Changements au Pakistan

La Croix 11 mars 2008


La disgrâce des forces islamistes est le résultat le plus frappant des dernières élections pakistanaises. Un autre est l’émergence d’une troïka composée de l’actuel président, le général Musharraf, et des deux grands partis vainqueurs, ceux des anciens premiers ministres Benazir Bhutto et Nawaz Sharif.

Le Pakistan People Party de Mme Bhutto - « un parti du peuple pour le peuple gouverné par une famille » de tendance socialiste au départ - gagne au plan national et dans la province du Sindh. La Pakistan Muslim League / N - pas très modérée et parfois alliée aux religieux - est seconde au plan national et gagne dans son fief du Pendjab. La Pakistan Muslim League / Q du Président Musharraf - « le parti du roi » ! - gagne au Béloutchistan. Plus au nord la région frontalière avec l’Afghanistan est, elle, remportée par un parti pashtoun, l’Awami National Party / ANP qui en chasse les fondamentalistes musulmans, eux-mêmes ayant disparu au plan national, leurs 45 députés ne se retrouvant qu’à 5.

L’avenir dira si les deux grands partis vainqueurs pourront à la fois s’entendre entre eux - en dépit de leurs divergences historiques - et avec l’actuel président toujours soutenu par les Etats-Unis et qui a combattu sans cesse ses opposants pakistanais, par exemple pour corruption ; il poursuit ainsi une action judiciaire en Suisse contre la famille Bhutto.
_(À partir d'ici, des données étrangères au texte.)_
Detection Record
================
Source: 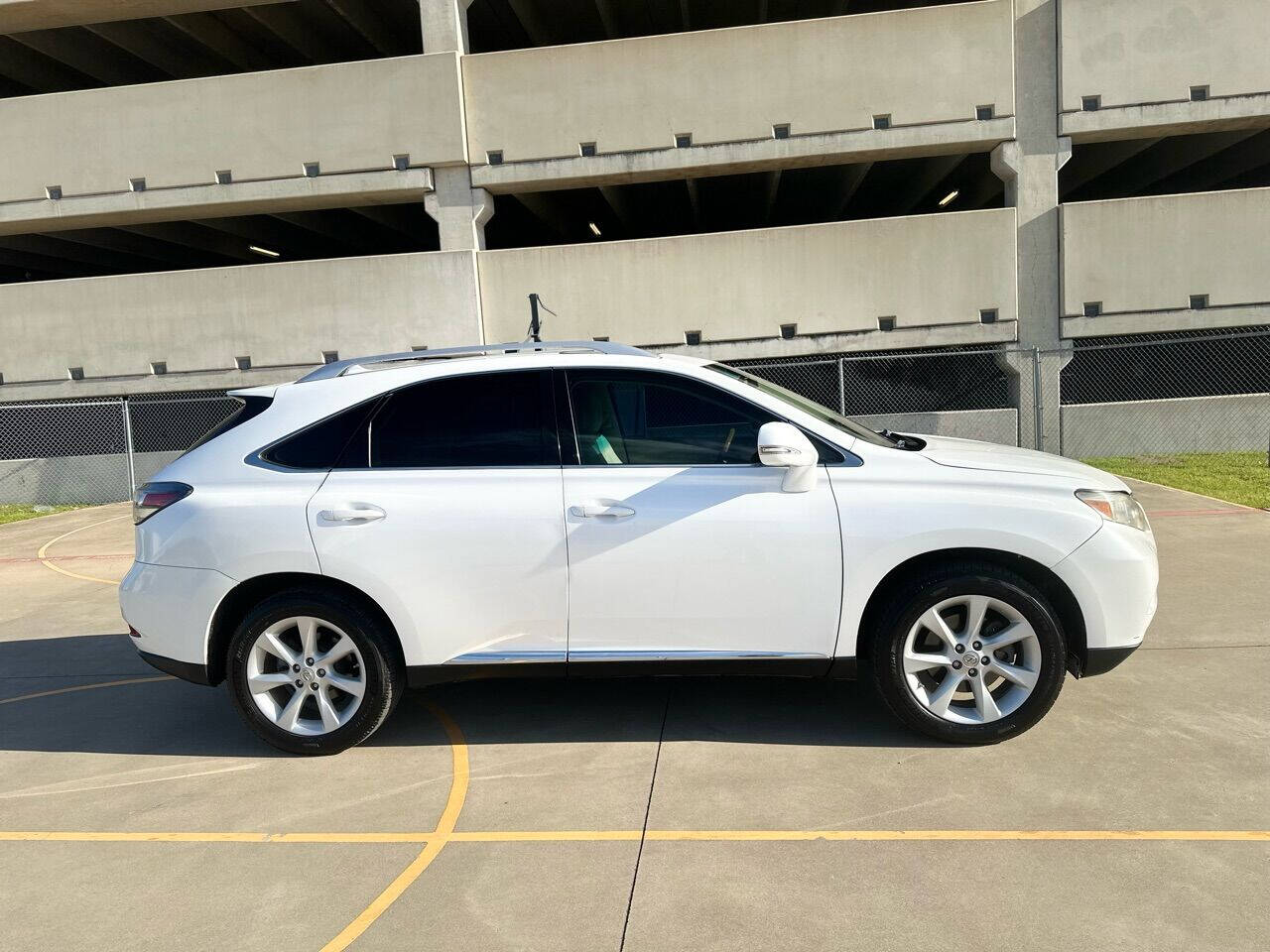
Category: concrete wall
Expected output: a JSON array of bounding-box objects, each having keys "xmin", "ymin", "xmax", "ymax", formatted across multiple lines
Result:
[
  {"xmin": 1060, "ymin": 0, "xmax": 1270, "ymax": 112},
  {"xmin": 1062, "ymin": 187, "xmax": 1270, "ymax": 318},
  {"xmin": 480, "ymin": 208, "xmax": 1015, "ymax": 344},
  {"xmin": 462, "ymin": 0, "xmax": 1013, "ymax": 163},
  {"xmin": 0, "ymin": 54, "xmax": 464, "ymax": 202},
  {"xmin": 852, "ymin": 408, "xmax": 1019, "ymax": 447},
  {"xmin": 1063, "ymin": 394, "xmax": 1270, "ymax": 459},
  {"xmin": 0, "ymin": 251, "xmax": 480, "ymax": 391}
]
«Des tenues d’écoliers plutôt que des harnachements de kamikazes ! » : cette formule d’un dirigeant du parti pashtoun illustre bien les raisons de la victoire de l’ANP et la défaite des fondamentalistes dans tout le pays. Les promesses des fondamentalistes ne se sont pas réalisées au cours de cinq dernières années et la région de l’ouest est restée pauvre et en retard. Dans certaines zones tribales moins de 5% des femmes sont alphabétisées; parfois 60% de la population se situe sous le seuil de pauvreté. Contrebande, opium, trafic d’êtres humains, peur en sont les conséquences. Et les partis fondamentalistes qui disaient vouloir la promotion des femmes au nom de l’Islam n’ont rien fait évolué. Bien au contraire les reculs sont innombrables dans le domaine culturel par exemple.
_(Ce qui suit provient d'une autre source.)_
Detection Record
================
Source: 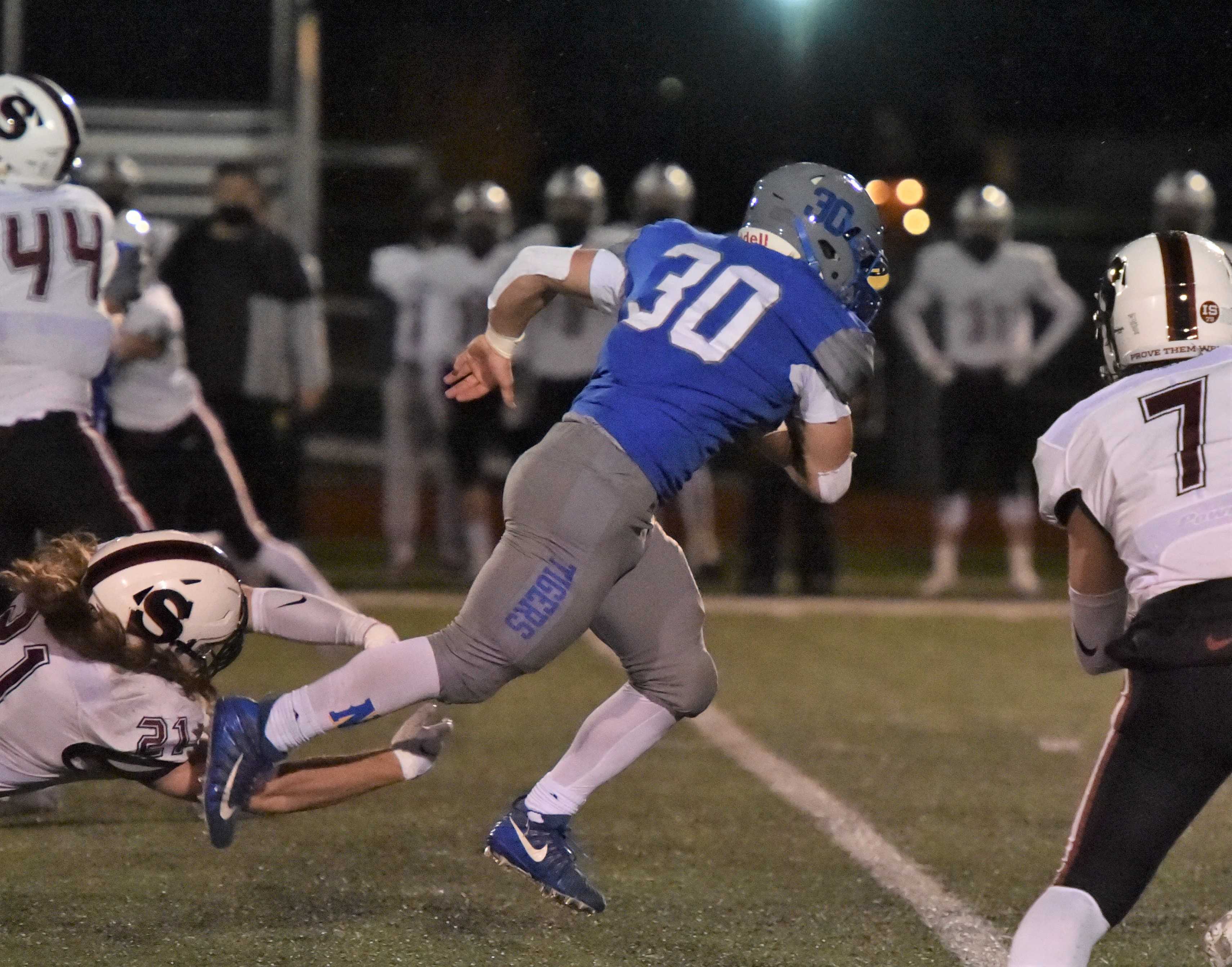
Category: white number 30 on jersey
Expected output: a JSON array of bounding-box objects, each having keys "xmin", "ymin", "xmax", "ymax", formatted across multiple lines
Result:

Ces partis islamistes avaient bénéficié du soutien du président Musharraf pour leur victoire régionale et leur triomphe national de 2002 au score historique de 10%, niveau jamais atteint par les partis religieux. Ils sont aujourd’hui revenus à leur place habituelle. L’ANP, parti laïc de centre gauche, déclare que les Pashtouns ont séparés les militants extrémistes des modérés, par leur choix pour le libéralisme et la modernisation. Un représentant de la Commission catholique pour le dialogue inter religieux écrit que ces élections mettent fin à la duperie des religieux fondamentalistes qui hypnotisaient les pauvres et les populations analphabètes depuis des décennies.

Le nouveau gouvernement pakistanais est confronté aux énormes besoins économiques et sociaux particulièrement dans la région frontalière de l’ouest. Le contexte politique est sensible mais il faut reconnaître que c’est la première fois en 60 ans que les assemblées nationale et régionales accomplissent la durée de leur mandat de 5 ans. La pression des Etats-Unis toujours en « guerre contre la terreur » le long de la frontière pakistano afghane s’y exerce avec des méthodes peu pacifiques.

Hier comme aujourd’hui et demain, les populations pashtounes installées à cheval sur la frontière n’accepteront ni une présence étrangère ni l’ingérence dans leurs affaires. La débandade des partis fondamentalistes islamistes n’y changera rien.